Good record-keeping is your best friend when dealing with capital gains tax on cryptocurrency. You must keep detailed records for every transaction. Here’s what you need to note:

  • Type of tokens.
  • Date you disposed of them.
  • Number of tokens disposed.
  • Number of tokens left.
  • Value in pound sterling.
  • Bank statements and wallet addresses.
  • Record of pooled costs before and after disposal.

You’ll also want to keep other records such as wallet addresses since HMRC may ask to see your records for a compliance check.

Check if You Need to Pay Tax When You Sell Cryptoassets

Why Bother with Records?

Keeping precise records ensures that you can justify your calculations if questioned. It can save you a lot of headaches and potential penalties down the line.

More Information and Keys to Compliance

If you’re looking for more information, check HMRC’s guidance on cryptoassets for individuals. Detailed guidance helps you understand various nuances and closes potential gaps in your compliance process.

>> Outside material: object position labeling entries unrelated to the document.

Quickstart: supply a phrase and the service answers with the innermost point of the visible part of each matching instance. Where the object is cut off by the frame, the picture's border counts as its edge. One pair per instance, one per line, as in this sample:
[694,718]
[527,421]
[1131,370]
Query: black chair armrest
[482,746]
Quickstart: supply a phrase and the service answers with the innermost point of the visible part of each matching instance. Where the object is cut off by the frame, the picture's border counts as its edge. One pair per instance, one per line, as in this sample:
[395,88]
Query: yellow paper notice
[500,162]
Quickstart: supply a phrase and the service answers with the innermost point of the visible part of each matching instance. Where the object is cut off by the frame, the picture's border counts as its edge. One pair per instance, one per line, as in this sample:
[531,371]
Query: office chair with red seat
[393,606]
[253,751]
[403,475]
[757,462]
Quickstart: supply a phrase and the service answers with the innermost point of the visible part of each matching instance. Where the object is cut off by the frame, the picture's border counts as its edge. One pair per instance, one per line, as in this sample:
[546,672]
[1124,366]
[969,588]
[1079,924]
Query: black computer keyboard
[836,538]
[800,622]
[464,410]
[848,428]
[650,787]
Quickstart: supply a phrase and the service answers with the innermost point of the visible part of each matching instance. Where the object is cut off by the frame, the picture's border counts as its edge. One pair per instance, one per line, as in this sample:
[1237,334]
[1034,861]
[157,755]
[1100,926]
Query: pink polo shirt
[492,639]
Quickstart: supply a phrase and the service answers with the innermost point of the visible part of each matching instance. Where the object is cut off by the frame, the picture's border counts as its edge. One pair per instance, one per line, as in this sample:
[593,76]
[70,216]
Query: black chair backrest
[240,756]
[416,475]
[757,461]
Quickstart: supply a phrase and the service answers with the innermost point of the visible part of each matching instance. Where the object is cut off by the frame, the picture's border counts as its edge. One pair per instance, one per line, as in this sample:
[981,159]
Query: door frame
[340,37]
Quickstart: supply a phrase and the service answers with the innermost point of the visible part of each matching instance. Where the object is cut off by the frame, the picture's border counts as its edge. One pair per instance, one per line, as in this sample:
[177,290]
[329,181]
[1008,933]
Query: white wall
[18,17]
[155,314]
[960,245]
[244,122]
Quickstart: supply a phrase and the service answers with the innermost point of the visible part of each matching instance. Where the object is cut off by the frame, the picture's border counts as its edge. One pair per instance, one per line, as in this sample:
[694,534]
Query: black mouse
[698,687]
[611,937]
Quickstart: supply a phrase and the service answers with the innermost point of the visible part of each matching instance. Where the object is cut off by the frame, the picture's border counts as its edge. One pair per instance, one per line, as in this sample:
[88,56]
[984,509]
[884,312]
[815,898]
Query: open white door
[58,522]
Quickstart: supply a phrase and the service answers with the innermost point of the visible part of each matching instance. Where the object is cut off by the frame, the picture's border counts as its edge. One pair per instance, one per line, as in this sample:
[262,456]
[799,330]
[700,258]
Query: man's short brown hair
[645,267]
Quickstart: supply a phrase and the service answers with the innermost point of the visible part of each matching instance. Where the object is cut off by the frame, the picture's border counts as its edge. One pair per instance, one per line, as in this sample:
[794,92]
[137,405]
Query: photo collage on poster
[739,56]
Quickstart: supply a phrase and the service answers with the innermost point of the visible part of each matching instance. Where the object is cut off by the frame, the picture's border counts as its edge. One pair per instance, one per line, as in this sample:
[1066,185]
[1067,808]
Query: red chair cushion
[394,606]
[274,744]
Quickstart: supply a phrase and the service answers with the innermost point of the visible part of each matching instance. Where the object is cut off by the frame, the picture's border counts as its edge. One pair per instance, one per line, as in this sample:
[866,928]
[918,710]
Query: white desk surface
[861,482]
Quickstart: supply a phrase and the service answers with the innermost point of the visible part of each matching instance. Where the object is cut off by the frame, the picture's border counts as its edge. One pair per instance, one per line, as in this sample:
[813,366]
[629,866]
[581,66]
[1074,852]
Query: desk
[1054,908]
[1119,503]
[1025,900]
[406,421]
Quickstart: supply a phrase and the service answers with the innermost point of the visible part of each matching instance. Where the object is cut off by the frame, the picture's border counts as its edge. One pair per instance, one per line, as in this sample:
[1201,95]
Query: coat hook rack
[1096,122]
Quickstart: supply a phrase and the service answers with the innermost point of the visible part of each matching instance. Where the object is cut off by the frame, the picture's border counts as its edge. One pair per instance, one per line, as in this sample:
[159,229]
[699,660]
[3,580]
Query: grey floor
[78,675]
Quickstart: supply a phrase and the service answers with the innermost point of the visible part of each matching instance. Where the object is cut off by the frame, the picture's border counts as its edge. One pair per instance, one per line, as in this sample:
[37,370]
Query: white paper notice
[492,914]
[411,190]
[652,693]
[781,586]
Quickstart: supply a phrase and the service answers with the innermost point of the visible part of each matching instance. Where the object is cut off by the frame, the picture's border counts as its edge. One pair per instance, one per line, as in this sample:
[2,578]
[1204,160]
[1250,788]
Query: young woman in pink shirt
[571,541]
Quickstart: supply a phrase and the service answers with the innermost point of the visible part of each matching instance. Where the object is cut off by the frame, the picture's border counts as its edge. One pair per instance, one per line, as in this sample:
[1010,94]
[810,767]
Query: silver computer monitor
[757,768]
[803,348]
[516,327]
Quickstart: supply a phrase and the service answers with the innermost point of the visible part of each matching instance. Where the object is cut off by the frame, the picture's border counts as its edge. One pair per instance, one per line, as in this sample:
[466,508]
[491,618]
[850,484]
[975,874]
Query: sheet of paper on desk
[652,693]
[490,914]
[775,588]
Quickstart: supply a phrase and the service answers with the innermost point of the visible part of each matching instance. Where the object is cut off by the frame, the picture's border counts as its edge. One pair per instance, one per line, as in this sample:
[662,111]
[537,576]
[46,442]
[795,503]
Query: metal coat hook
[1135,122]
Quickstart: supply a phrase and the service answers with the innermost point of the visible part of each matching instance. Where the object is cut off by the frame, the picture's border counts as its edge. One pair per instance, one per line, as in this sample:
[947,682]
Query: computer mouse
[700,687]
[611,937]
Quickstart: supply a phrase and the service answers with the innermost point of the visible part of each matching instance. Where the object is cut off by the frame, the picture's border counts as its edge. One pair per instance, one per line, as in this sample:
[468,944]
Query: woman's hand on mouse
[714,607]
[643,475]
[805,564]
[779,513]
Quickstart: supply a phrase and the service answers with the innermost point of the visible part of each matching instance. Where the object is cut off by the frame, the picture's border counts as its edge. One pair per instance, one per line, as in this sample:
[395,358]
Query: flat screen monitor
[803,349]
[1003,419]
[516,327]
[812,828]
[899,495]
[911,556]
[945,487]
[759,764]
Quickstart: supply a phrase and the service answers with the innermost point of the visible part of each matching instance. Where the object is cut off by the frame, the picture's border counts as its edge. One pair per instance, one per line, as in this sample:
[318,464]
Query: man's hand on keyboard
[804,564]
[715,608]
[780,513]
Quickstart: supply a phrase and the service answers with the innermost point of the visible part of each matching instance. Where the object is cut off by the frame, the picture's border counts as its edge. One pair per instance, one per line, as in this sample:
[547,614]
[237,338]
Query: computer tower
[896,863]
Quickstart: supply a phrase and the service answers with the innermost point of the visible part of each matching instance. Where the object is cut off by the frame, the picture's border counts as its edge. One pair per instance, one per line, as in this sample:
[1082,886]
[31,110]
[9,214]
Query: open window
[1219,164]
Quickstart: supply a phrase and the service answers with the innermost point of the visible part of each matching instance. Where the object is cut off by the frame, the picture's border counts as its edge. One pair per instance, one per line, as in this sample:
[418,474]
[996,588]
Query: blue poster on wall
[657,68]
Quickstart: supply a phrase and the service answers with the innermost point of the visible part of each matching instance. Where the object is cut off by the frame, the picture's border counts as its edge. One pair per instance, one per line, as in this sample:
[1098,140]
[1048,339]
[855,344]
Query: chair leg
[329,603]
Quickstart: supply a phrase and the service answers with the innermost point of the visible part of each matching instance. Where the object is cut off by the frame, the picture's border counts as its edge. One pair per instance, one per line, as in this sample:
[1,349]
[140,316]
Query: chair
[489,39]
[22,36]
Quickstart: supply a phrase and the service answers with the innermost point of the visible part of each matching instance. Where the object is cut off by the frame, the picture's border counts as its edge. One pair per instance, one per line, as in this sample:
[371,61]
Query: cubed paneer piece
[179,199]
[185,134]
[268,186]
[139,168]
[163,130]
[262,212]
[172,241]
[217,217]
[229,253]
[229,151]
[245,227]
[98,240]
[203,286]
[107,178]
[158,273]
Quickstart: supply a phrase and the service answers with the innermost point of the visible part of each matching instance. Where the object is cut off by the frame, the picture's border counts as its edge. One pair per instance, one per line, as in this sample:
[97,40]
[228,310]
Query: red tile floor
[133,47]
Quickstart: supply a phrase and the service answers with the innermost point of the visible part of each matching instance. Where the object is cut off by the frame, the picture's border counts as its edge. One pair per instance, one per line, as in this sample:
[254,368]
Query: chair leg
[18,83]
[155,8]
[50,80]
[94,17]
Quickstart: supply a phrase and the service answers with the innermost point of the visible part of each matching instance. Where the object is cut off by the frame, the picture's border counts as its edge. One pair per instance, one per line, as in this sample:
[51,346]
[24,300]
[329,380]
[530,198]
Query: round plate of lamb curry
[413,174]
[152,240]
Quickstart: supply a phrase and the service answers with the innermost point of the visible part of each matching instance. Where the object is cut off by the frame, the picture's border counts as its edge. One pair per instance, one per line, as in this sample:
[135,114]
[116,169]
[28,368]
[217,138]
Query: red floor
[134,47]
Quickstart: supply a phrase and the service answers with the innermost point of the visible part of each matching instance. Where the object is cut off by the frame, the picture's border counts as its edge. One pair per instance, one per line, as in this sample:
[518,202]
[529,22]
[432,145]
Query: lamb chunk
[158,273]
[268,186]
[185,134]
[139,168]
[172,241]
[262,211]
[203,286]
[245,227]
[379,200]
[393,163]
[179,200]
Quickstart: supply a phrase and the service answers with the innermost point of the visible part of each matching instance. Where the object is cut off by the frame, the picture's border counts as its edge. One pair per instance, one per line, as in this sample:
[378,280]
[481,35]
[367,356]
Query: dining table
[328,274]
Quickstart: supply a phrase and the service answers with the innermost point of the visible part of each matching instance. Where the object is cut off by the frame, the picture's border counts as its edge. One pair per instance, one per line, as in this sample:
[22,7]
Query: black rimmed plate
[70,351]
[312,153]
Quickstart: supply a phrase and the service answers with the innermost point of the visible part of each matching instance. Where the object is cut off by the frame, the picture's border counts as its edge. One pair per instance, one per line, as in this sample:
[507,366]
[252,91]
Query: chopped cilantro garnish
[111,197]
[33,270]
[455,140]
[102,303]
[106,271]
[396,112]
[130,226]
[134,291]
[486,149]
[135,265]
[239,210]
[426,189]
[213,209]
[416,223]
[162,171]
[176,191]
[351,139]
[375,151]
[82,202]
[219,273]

And remember, the world of crypto is complex but manageable with a bit of effort and the right information. By keeping abreast of your tax obligations, you not only stay lawful but also ensure peace of mind.


Selling cryptoassets can trigger tax obligations, primarily in the form of Capital Gains Tax. By understanding when and how to check your responsibilities, calculating allowable costs, and keeping detailed records, you make the process smoother for yourself. When in doubt, always check HMRC’s guidance or consult with a tax professional for tailored advice.

Have you sold or exchanged crypto recently? It might be worth revisiting your records and ensuring you are fully compliant with HMRC requirements. Being proactive today can save you from potential compliance issues tomorrow. So, take a moment to check if you need to pay capital gains tax on cryptocurrency when you sell your cryptoassets—you’ll thank yourself later!